When they divorced, my mother asked for custody of me. I looked at my father. His face was suffused with a bluish pallor. He said nothing. I asked her, ‘Are you staying here or going to France?’ She said she would return to France. ‘I can’t leave my school and my classmates,’ I told her. ‘I’ll stay here with my father.’ But I had known to begin with that I wanted to stay with him, even though I wasn’t confident that he wanted me (already he didn’t want his wife, so did he want her daughter?). I said, ‘I’ll stay,’ even though a few months earlier, when matters between them were heating up, my motto had been, ‘They can both go to hell!’

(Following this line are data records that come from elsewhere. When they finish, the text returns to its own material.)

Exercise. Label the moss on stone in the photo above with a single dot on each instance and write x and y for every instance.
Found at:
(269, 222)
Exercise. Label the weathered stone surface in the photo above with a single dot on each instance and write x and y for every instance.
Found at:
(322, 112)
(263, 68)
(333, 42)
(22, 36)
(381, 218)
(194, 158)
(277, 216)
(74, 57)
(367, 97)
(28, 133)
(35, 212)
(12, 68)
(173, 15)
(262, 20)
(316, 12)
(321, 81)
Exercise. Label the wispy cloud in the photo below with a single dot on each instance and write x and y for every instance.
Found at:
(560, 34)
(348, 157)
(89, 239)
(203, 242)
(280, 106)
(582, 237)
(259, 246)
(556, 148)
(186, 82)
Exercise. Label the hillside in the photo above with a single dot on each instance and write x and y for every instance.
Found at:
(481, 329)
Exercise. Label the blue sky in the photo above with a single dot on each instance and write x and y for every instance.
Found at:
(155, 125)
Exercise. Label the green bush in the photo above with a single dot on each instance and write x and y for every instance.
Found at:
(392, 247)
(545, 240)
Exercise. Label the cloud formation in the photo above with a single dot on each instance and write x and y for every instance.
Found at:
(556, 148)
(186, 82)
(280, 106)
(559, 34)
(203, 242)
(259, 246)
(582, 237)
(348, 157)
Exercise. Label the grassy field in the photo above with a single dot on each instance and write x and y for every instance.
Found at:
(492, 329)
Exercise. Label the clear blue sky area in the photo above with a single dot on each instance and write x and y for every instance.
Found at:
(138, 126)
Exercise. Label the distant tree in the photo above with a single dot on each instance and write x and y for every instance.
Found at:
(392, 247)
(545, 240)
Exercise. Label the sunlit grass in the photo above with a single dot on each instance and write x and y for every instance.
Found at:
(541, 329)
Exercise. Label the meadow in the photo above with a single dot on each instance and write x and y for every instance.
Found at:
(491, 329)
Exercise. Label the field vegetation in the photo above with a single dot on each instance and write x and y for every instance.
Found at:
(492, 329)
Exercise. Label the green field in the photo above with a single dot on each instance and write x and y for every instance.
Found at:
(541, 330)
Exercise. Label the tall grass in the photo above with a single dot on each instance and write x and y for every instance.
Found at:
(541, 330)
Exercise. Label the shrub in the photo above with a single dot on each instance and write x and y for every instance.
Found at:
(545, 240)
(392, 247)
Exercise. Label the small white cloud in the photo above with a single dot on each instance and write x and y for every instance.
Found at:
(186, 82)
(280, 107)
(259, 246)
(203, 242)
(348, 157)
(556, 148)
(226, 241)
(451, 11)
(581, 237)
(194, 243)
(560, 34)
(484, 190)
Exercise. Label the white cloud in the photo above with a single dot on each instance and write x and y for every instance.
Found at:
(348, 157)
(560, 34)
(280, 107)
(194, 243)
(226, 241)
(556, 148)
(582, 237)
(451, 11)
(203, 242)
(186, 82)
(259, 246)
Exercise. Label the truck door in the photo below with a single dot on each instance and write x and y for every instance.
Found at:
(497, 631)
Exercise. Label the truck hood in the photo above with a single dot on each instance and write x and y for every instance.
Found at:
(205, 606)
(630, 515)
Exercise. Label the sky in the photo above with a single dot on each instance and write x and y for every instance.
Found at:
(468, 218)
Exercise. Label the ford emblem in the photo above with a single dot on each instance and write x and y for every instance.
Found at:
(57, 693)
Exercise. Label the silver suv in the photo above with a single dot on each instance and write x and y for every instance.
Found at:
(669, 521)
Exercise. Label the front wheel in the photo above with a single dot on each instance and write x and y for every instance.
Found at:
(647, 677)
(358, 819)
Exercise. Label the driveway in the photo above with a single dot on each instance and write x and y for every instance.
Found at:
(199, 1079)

It seems likely that during this period my father, despite all the trouble he had with me and our frequent clashes, put it all down to the intransigence of a wilful child whose mother had never managed to curb her rebelliousness and bring her up properly. And until that memorable visit to Paris in the summer of ’68, he retained his ability to restrain my insubordination, never feeling as though I had injured his pride, or intentionally insulted him. Perhaps this was also partly — notwithstanding my slogan, ‘They can both go to hell’ — because I put up no resistance to the moments of affection and ease that smoothed over the bad feelings following a row: we would calm down and carry on as before; I would call him ‘Abu Nada’ and he would refer to me fondly as his ‘hazelnut’. We could laugh and joke together, and play word-games. I was happy, too, when he sat and helped me with my maths. I wasn’t especially good at maths, yet I was determined to get into the College of Engineering, like him. He said, ‘Humanities might be a better match for your abilities.’ I didn’t take his advice. He began teaching me maths. I understood his explanations, and by practising with them assiduously, I achieved outstanding marks. I was pleased, and so was he.